Further on, he bemoans the ‘plugging of theme-songs’ and the disruptive effects on the Society of unhelpful group behaviour, a theme he also picks up in letters to Roger Money-Kyrle, where he complains about Kleinian ‘propaganda’.

In the letter to his second analyst Joan Riviere, he expresses considerable distaste for Klein’s concept of envy.  This is preceded by a rather bitter complaint that Klein no longer listens to him. Thus,

‘After Mrs Klein’s paper [on Envy and Gratitude], you and she spoke to me and within the framework of friendliness you gave me to understand that both of you are absolutely certain that there is no positive contribution to be made from me to the interesting attempt Melanie is making all the time to state the psychology of the earliest stages. You will agree that you implied that the trouble is that I am unable to recognize that Melanie does say the very things that I am asking her to say. In other words, there is a block in me. This naturally concerns me very deeply and I very much hope you will give me a little bit of your time…’.

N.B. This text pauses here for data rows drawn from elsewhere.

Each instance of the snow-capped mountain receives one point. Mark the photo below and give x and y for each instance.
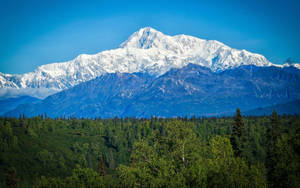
(146, 50)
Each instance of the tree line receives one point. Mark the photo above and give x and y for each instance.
(156, 152)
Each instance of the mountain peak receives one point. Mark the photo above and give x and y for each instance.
(143, 38)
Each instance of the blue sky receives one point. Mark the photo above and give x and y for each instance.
(33, 33)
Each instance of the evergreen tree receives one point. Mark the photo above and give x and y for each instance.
(237, 134)
(101, 166)
(273, 133)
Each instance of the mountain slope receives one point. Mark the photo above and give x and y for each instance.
(292, 107)
(147, 51)
(11, 103)
(191, 90)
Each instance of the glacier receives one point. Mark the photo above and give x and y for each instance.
(146, 51)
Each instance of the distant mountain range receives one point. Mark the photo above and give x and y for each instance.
(152, 74)
(191, 90)
(147, 51)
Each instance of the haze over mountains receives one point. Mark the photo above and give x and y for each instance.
(155, 74)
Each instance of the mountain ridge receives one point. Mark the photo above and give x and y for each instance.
(191, 90)
(146, 50)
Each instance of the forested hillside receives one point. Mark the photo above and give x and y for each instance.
(154, 152)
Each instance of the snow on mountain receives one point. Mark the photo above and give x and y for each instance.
(146, 50)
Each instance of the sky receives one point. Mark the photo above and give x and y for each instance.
(37, 32)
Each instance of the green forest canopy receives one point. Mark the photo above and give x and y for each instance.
(155, 152)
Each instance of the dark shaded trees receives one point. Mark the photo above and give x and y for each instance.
(238, 132)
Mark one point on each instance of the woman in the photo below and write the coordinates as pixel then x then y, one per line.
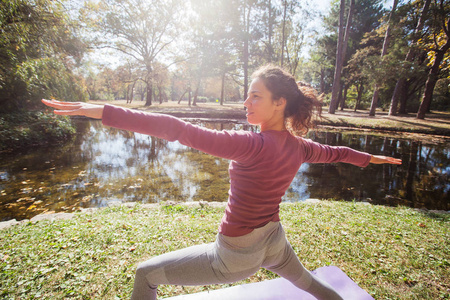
pixel 261 169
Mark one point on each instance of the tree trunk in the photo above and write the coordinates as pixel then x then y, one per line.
pixel 181 98
pixel 433 75
pixel 283 35
pixel 148 100
pixel 403 95
pixel 189 96
pixel 358 98
pixel 344 97
pixel 374 104
pixel 400 86
pixel 245 55
pixel 270 46
pixel 222 89
pixel 339 55
pixel 194 102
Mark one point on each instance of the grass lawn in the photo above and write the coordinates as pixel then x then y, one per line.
pixel 393 253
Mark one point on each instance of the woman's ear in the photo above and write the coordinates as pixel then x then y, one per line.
pixel 280 103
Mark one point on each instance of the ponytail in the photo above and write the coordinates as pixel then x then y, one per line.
pixel 303 105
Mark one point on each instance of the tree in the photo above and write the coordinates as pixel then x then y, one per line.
pixel 400 85
pixel 143 30
pixel 440 45
pixel 383 53
pixel 340 53
pixel 37 41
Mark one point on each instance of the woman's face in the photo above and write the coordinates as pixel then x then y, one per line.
pixel 261 109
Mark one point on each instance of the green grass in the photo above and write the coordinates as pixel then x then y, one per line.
pixel 393 253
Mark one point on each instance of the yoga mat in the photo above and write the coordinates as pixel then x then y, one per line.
pixel 281 289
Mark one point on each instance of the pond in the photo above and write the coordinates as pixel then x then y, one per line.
pixel 103 165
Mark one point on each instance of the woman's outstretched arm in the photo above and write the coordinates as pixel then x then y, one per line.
pixel 75 108
pixel 380 159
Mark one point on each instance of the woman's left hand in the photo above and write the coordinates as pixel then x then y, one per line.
pixel 75 108
pixel 380 159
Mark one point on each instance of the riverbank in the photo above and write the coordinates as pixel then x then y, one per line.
pixel 436 123
pixel 27 129
pixel 393 253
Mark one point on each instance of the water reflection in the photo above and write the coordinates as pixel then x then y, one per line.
pixel 103 164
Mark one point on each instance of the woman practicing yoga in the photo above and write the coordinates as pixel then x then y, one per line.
pixel 261 169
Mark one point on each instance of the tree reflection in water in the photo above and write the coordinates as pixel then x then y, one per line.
pixel 102 165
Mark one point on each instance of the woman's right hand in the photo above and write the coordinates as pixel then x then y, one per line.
pixel 75 108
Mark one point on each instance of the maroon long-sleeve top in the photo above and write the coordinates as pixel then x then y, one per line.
pixel 262 165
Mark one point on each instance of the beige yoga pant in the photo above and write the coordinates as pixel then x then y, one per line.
pixel 229 259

His hurt feelings did not prevent him, however, from sending notes about Klein’s paper and his areas of disagreement.  He feels she has ‘let herself down badly by making statements which it is very easy to pull to pieces’. Hardly surprising, then, that Klein and her followers were not that pleased with his comments.

By the time that he reviewed Klein’s Envy and Gratitude in 1959, Winnicott seemed less desirous of having a direct conversation with Klein, no doubt having finally realized it was not going to happen. He makes a clear distinction between their approaches. He sees envy as a sophisticated phenomenon, implying a high degree of ego-organisation. He also states that if ‘envy is described as an infantile characteristic without any mention of the behaviour of the object and all that that implies, then I consider that something is wrong. Talking about infants is not the same as talking about primitive stages in the emotional development of persons as seen in the study of patients.’

While Winnicott could see that the baby may ruthlessly attack the mother’s body, he is adamant that ‘it is another Kleinian mistake…to talk about the infant apart from the mother’s care of the infant,’ (Letter to Barbara Lantos.}

One of course gets glimpses of Winnicott’s personality in these letters, his independence of thought, his wish to share whatever has been sparked off while listening to a paper, regardless of whether or not the person he writes to wants his opinion, and at this period a certain amount of insecurity and sadness about no longer being close to Klein. But by the end of this period, he seems finally to have become secure in his own thinking. It is a period that lays the foundation for his last phase of work, where he brings together his thinking; it is then, one might say, that Winnicott’s true analytic self finally becomes established.